Fernanda Valadez, Juan Jesús Varela, and Astrid Rondero pose in front of a 2024 Sundance Film Festival backdrop.

“Sujo” Paints a Lyrical Portrait of a Cartel Gunman’s Son

PARK CITY, UTAH – JANUARY 19: Fernanda Valadez, Juan Jesús Varela, and Astrid Rondero attend the 2024 Sundance Film Festival “Sujo” premiere at The Ray Theatre in Park City, Utah. (Photo by Donyale West/Shutterstock for Sundance)

By Annie Lyons

When he is only 4 years old, Sujo (Kevin Aguilar) loses his father to cartel violence. In the terrifying immediate aftermath, his aunt Nemesia (Yadira Pérez) desperately tracks him down and arranges for his survival in the Mexican countryside. It’s the first instance of many that we see how someone shapes the course of his life in the moving coming-of-age drama Sujo, by writer-directors Astrid Rondero and Fernanda Valadez.
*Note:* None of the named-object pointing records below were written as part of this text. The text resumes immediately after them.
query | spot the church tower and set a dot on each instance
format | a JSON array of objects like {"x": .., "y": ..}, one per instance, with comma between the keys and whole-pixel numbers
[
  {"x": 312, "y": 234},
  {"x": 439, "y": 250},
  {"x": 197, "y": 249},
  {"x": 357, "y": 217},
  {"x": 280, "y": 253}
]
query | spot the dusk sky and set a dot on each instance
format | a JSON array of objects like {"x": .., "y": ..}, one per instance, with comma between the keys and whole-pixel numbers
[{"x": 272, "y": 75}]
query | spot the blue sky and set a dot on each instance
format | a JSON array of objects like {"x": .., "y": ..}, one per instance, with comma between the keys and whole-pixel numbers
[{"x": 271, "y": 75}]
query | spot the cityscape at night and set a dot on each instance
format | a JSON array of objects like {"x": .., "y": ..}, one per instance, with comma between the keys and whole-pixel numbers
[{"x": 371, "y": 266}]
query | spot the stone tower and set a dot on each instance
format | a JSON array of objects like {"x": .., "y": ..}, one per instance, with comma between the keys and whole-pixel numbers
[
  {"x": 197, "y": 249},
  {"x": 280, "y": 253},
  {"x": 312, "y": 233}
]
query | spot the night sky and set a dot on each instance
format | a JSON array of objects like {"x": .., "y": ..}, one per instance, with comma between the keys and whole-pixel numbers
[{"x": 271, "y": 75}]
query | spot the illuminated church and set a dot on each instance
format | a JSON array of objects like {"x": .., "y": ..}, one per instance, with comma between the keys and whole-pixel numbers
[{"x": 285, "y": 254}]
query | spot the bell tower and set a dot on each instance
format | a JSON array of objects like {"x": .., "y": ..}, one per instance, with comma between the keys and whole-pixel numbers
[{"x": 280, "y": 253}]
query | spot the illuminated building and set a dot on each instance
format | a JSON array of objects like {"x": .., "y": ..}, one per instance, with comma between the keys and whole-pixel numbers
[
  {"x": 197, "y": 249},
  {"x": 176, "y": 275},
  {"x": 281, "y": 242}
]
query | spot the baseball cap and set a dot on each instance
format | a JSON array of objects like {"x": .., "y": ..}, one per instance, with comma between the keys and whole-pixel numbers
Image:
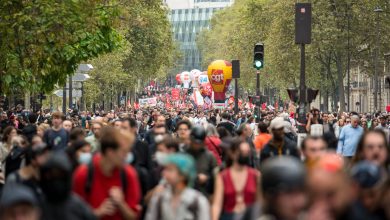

Sujo’s premiere on January 19 at The Ray Theatre in Park City, Utah, marks the pair’s return to the Sundance Film Festival. Collaborators for 15 years, Rondero and Valadez last premiered Identifying Features (Sin Señas Particulares) at the 2020 Festival, where it won the World Cinema Dramatic Audience Award and Special Jury Award for Best Screenplay. Sujo is also the first time they’ve worked with each other as directors. Together, they prioritize invoking deep feelings, grounding the film in the emotional contours of Sujo’s experience.

“All we tried to do is to tell every stage of his life through the many characters that changed him and made him who he finally is in reality,” Rondero says during the post-premiere Q&A. “I think that we used all the possible tools that we had to try to lure you into his skin and to see the world through his eyes.”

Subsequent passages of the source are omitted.